Additionally, the borrower can dispute certain facts in a deficiency action that may not kill the case, but may contain the damage. For example, the issue of the market value of the property is a benchmark in the case from which the amount of damages is measured. Successfully challenging that benchmark can significantly reduce the amount owed.
Also, a borrower may engage in asset protection strategies to shield assets from deficiency claims. This is an ethical and legal minefield that should only be considered very carefully. There is a legal concept known as “fraudulent conveyance” that refers to a debtor moving assets to avoid or hinder creditor claims.
Generally, there is a spectrum of time under which a borrower may transfer or dispose of assets that would be under judicial scrutiny. On one end of that spectrum, moves made before a debt is even delinquent and there is no claim against the debtor are more likely to be upheld. On that other end, moving around assets closer in time to the deficiency claim would more likely be held invalid as a fraudulent conversion. The surrounding circumstances rule when there isn’t much direct evidence of the debtor’s intent regarding these moves. A successful fraudulent conveyance claim would allow the lender to overturn asset transfers to get their paws on some money. Debtors should proceed with extreme caution and seek advice before playing this game.

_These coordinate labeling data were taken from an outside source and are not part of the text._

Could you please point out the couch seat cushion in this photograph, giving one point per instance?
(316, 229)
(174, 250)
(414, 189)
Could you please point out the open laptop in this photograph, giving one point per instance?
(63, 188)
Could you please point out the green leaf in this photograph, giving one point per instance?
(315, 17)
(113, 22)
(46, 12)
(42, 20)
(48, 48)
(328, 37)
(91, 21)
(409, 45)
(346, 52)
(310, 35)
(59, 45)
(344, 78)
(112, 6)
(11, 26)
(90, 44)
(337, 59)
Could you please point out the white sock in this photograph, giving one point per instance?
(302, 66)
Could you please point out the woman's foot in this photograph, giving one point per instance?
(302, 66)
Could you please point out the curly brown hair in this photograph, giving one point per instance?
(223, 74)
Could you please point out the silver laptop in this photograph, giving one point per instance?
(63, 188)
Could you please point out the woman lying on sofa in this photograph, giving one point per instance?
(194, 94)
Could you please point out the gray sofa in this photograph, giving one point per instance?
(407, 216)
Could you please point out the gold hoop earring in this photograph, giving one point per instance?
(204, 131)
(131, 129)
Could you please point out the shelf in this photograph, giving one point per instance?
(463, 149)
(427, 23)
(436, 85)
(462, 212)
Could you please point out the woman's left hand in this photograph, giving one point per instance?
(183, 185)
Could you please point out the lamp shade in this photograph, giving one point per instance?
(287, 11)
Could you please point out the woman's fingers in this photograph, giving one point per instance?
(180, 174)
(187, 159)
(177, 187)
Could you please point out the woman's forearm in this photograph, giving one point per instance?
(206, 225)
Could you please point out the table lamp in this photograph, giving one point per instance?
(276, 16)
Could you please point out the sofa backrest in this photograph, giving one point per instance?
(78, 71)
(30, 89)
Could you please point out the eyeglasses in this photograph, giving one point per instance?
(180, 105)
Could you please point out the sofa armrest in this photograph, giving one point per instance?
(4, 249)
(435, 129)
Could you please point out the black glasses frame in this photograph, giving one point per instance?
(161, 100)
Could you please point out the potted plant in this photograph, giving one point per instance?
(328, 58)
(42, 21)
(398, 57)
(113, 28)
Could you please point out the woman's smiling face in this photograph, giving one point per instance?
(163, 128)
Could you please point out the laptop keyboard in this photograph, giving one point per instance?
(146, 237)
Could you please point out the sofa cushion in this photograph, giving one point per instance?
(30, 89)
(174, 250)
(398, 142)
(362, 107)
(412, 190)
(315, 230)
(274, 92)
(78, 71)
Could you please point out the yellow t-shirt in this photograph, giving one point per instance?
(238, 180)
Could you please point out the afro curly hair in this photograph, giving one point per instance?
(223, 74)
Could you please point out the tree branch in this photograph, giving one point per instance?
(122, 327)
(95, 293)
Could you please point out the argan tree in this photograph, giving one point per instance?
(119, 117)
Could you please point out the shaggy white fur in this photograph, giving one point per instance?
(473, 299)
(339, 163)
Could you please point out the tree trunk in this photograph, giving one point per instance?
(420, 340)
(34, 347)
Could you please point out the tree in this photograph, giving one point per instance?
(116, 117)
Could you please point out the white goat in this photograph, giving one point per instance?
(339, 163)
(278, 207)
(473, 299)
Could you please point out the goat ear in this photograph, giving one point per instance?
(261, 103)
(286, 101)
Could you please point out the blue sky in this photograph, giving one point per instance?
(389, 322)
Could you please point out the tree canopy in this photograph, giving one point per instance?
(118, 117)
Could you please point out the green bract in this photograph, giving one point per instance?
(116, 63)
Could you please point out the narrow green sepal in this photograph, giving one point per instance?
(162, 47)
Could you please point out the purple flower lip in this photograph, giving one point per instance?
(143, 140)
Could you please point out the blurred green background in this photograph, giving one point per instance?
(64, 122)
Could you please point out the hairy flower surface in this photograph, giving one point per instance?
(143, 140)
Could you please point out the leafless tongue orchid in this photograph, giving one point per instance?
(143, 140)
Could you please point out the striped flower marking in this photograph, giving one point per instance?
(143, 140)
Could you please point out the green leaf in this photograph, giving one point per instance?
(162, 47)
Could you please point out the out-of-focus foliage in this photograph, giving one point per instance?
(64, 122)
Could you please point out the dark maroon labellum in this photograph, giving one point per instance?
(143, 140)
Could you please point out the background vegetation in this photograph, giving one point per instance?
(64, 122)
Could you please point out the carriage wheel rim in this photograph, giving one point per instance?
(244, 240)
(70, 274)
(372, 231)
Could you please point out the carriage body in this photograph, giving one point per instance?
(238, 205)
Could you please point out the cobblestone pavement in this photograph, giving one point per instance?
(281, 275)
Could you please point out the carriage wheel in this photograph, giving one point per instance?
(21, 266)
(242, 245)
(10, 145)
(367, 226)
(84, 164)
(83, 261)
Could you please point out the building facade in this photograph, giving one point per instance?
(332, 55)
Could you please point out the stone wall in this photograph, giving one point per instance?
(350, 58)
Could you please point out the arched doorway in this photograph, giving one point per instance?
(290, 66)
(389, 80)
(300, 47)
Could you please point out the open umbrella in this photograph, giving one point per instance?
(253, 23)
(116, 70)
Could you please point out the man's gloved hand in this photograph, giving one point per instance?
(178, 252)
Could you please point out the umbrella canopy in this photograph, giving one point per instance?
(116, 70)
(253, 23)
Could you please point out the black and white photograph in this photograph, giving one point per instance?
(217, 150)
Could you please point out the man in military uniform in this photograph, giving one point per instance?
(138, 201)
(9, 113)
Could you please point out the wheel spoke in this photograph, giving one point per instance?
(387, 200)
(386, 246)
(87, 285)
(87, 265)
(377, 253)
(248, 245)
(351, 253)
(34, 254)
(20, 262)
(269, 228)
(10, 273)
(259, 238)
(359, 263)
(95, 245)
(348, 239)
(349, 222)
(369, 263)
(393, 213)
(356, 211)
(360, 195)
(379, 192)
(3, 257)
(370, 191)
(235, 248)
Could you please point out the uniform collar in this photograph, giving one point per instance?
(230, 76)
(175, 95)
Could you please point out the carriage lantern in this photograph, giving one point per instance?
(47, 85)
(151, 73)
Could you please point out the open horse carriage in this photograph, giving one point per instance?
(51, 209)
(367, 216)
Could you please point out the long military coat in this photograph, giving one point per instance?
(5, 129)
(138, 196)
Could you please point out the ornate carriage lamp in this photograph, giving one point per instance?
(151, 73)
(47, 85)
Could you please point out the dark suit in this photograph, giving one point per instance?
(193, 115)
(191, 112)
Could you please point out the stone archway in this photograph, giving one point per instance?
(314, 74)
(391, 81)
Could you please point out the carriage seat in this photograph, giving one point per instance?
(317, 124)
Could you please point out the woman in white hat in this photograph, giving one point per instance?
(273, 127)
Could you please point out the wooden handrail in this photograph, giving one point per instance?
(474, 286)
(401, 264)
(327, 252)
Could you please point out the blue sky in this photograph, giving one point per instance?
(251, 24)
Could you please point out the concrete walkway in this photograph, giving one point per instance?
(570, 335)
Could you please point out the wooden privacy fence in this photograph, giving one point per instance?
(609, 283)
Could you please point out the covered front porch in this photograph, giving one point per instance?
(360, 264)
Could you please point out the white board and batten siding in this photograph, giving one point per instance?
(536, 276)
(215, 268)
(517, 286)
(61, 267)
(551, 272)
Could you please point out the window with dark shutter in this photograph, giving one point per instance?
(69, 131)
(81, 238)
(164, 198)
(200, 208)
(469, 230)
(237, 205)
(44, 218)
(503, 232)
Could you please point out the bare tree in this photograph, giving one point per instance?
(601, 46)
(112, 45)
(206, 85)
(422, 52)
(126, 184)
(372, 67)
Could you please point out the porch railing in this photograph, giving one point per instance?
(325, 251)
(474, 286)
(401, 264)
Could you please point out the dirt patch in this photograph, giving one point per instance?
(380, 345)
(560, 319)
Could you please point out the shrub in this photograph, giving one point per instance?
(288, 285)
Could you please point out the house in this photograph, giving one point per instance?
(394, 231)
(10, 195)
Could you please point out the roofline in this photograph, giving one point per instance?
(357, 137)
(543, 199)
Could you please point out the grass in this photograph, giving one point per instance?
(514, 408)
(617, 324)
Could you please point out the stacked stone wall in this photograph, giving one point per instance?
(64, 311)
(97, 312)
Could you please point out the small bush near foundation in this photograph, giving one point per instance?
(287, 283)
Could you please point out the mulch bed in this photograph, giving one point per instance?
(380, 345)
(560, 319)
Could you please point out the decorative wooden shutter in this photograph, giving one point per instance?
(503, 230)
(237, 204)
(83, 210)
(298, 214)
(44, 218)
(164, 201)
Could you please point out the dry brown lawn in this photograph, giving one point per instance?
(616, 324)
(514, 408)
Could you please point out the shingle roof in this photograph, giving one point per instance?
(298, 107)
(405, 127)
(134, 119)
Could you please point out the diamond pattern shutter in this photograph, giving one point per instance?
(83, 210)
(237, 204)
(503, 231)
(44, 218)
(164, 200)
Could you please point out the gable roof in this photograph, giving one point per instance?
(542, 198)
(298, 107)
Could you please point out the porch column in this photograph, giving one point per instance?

Deficiency actions may push many borrowers toward bankruptcy protection. This option may work well, either as a liquidation of debt through a Chapter 7 or reorganization through Chapter 13 of the Bankruptcy Code. The pros and cons of filing bankruptcy as well as who may qualify for various forms of relief may be complicated and borrowers facing a deficiency claim should consider all the consequences.
It is worth noting that a deficiency action shouldn’t be considered a zero-sum game with a clear winner and loser. Frequently, fighting back and asserting one’s legal rights will lead to a negotiated settlement that can get the plaintiff some money while containing the damage for the defendant to regroup and start rebuilding one’s financial life.